第942話 30枚目:深層決着2

 さてそこからだが、流石ルディルと言うべきか、部分麻酔的な毒は効いたらしく前足が切り落とされた。

 流石にそこまでされるとヘイトがカバーさん達に移ったが、私が即座に残っていた方の翼を切り……砕き落として再びヘイトを集める。そして、前足が無いのであれば噛み付きだけだ、と、正面に移動してタンクのお仕事を再開。


「全く、酔っぱらって頭をぶつけた程度で呼び出すんじゃないわい……」

「おかえりメイン火力、尻尾は取ってあるぞ!」

「もう終わりかけておるじゃと!?」


 そうこうしていると、どうやら急患とやらを秒で対処したらしい「第二候補」が戻って来た。なんか、急患という言葉の割には軽傷っぽい症状が聞こえた気もしたが、それでもこの短時間で対処できたって事は、「第二候補」は医者としては有能なのだろう。

 ……まぁその本人は、「第四候補」の言葉と鍍金の竜の状態に驚愕の声を返して、即座に戦闘に入っていったけど。そうだな。後ろ足も、さっき左側が切り落とされたみたいだからな。

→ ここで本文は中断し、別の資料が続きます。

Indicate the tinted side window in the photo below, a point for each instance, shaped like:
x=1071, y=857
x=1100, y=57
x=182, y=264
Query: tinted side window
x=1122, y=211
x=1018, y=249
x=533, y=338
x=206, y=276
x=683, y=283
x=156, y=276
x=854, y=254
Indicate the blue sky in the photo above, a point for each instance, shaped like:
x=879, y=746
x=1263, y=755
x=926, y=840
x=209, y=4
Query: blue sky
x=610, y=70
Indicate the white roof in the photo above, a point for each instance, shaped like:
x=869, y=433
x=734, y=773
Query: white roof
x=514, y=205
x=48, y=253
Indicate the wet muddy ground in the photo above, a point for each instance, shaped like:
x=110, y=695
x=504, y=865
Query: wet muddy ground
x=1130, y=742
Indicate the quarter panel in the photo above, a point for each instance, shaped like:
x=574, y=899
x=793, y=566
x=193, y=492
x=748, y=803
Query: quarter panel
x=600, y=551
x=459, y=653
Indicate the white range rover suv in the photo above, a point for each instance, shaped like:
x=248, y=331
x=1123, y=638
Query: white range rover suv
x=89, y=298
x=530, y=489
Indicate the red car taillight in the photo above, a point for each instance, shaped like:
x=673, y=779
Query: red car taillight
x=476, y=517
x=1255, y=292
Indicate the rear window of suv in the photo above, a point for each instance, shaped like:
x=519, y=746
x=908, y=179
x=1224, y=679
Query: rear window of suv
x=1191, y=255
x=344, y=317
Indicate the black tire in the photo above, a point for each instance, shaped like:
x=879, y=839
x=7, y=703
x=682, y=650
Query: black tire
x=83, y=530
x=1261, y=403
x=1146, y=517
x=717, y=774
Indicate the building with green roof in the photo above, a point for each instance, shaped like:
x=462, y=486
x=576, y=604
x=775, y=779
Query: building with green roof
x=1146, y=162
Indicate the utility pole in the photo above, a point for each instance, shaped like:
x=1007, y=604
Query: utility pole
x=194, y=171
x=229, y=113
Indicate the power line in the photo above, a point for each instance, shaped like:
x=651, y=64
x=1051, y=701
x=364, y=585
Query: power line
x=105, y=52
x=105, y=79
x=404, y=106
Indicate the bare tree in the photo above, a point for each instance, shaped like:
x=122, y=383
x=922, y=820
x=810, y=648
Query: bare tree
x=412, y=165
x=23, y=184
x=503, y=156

 ちなみに、現在私が相手をしているのは巨大な頭と、左前足だ。再生したんだよな、これが。なお、先に折り落とした右の翼ももう復活している。


「しっかしこれ本当にどうしたら倒せるんだ!?」

「死ぬまで殺すしかないでしょう! ――【フルバースト】!」


 再生しかけの右前足へとソフィーナさんの火力が叩き込まれる。再生され切っていないのはそのおかげだ。いやー、流石にちょっと千日手っぽくなってきてたからな。


「ふむん? どうやら大分弱っておるようじゃな」

「えっマジで? どうやったらいいのかちょっと途方に暮れてたんだけど?」

「最初に比べれば、随分と柔くなっておるわ。まぁこの程度なら――」


 ここでメイン火力が復活してくれるのは大変ありがたい。……の、だが。ぶわっ、と「第二候補」の方で魔力が膨れ上がった。どうやら自己バフを目一杯に乗せたらしい。

 ここでピンと来たので、私の方から「第二候補」へ素早く速度と攻撃力を上げるバフを追加。同時に「築城の小槌」を引き抜き、「月燐石のネックレス・幸」の鎖を持ち手に巻きつけ、魔力を流し込んだ。両手で構えて、噛み付きを回避しつつ、その顎の下へと滑り込む。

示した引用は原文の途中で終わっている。